Con queste motivazioni sono stati assolti due giovani, di 34 e 33 anni, imputati per violenza sessuale di gruppo e per induzione con abuso delle condizioni della vittima, una giovane all’epoca diciottenne che aveva bevuto vino e superalcolici.  

Dopo il collegio penale di Ravenna in primo grado, con decisione e motivazioni che destarono scalpore, la corte d’appello di Bologna ha confermato la sentenza di assoluzione piena. 

Dopo il primo grado, c’erano state diverse polemiche e anche un corteo organizzato da associazioni contro la violenza di genere.  

I due imputati di 34 e 33 anni, rispettivamente un ex calciatore del Ravenna calcio, assistito dagli avvocati Francesco Papiani e Raffaella Salsano, e un commerciante d’auto usate difeso dagli avvocati Silvia Brandolini e Carlo Benini, dovevano rispondere di violenza sessuale di gruppo.

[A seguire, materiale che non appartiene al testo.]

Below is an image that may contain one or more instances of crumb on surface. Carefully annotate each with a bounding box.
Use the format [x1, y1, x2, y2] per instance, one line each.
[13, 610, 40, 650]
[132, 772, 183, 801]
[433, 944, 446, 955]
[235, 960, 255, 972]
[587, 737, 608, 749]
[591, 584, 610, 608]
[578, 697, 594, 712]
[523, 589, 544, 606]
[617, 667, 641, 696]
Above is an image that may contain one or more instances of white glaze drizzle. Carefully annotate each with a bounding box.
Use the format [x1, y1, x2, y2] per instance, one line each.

Il primo era indicato come chi aveva incitato l’atto, riprendendo la scena con il telefonino, e l’altro come chi aveva materialmente abusato della ragazza, all’epoca diciottenne. La Procura Generale aveva chiesto condanne a 4 anni e 7 anni. 

A suo tempo due differenti Gip, sulla base delle dichiarazioni della ragazza e soprattutto delle immagini, avevano applicato a entrambi i sospettati la custodia cautelare in carcere. Tuttavia, la versione dello stupro era stata sconfessata dai successivi giudicanti che si erano susseguiti nel caso, a partire dal Riesame bolognese che aveva scarcerato i due accusati, che avevano sempre sostenuto che la ragazza era consenziente. 

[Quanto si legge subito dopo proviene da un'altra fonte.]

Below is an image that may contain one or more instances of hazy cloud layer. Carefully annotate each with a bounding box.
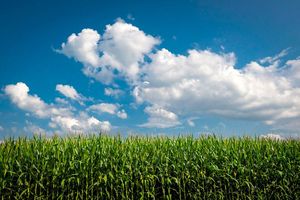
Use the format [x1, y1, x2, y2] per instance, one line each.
[104, 88, 124, 98]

La vicenda era maturata la notte tra 5 e 6 ottobre di otto anni fa. Dopo vari bicchieri di vino e superalcolici in un locale del centro, la diciottenne era stata accompagnata in un appartamento dove era stata infilata sotto la doccia e filmata, e poi c’era stato il rapporto sessuale.  

Lei era andata a denunciare assieme al fidanzato qualche giorno dopo, ricordando solo frammenti della serata, ma secondo le motivazioni di assoluzione dei giudici di primo grado, giusto 15 minuti prima di avere il rapporto era riuscita a interloquire con gli amici e con la madre al telefono, fornendo “risposte congrue alle sue domande”.  

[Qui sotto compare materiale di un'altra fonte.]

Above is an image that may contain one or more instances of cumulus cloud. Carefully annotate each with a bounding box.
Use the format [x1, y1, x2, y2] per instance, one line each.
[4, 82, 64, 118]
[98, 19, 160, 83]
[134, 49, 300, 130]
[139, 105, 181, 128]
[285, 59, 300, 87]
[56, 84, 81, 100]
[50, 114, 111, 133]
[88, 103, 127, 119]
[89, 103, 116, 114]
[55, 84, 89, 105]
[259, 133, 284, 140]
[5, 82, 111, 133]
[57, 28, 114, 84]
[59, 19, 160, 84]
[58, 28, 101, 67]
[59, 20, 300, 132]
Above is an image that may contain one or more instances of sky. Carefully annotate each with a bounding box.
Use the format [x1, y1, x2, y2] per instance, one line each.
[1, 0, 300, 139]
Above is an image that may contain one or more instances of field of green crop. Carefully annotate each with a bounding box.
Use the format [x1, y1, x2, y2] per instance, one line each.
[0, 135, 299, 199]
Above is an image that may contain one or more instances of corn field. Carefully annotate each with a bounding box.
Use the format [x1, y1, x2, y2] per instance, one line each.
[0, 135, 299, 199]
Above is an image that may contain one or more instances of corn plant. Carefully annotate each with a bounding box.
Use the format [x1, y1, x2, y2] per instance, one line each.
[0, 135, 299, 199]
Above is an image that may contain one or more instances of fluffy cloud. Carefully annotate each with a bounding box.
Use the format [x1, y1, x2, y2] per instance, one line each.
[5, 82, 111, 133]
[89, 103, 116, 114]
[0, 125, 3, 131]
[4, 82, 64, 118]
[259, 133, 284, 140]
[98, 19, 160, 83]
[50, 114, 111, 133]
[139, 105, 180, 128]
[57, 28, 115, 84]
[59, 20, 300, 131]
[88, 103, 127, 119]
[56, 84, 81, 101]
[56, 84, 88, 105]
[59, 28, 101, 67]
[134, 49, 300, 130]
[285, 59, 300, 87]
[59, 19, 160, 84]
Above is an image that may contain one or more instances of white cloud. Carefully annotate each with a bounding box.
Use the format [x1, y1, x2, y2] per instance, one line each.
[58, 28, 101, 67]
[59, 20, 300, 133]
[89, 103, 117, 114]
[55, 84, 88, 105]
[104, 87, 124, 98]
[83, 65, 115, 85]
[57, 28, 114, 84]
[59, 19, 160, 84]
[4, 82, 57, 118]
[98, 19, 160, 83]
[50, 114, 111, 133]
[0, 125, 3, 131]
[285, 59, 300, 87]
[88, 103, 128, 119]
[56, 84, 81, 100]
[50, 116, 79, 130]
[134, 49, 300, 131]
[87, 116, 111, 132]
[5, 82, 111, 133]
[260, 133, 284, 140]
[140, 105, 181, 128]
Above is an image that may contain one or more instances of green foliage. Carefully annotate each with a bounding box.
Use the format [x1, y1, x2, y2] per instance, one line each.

Quindi, si era dimostrata “pienamente in sé, in grado di esprimere validamente un consenso”, che “esprimeva in particolare con la mimica e la gestualità”. Anzi, dai video non sembra emergere “costrizione o manovra seduttiva, istigativa o persuasiva” del trentatreenne accusato, né “passività inerte o incoscienza della vittima”. 

Quanto al fatto che la ragazza sia stata filmata sotto la doccia e poi nel rapporto, sebbene si tratti di una azione “rozza e deprecabile”, scrivevano i giudici, questo non aveva agevolato la violenza al centro della vicenda.  

Di avviso opposto, la pm Angela Scorza aveva presentato appello, parlando di “scena raccapricciante” e di “stato di inconfutabile incoscienza” della ragazza, “completamente indifesa e in balia del comportamento denigratorio dei presenti”.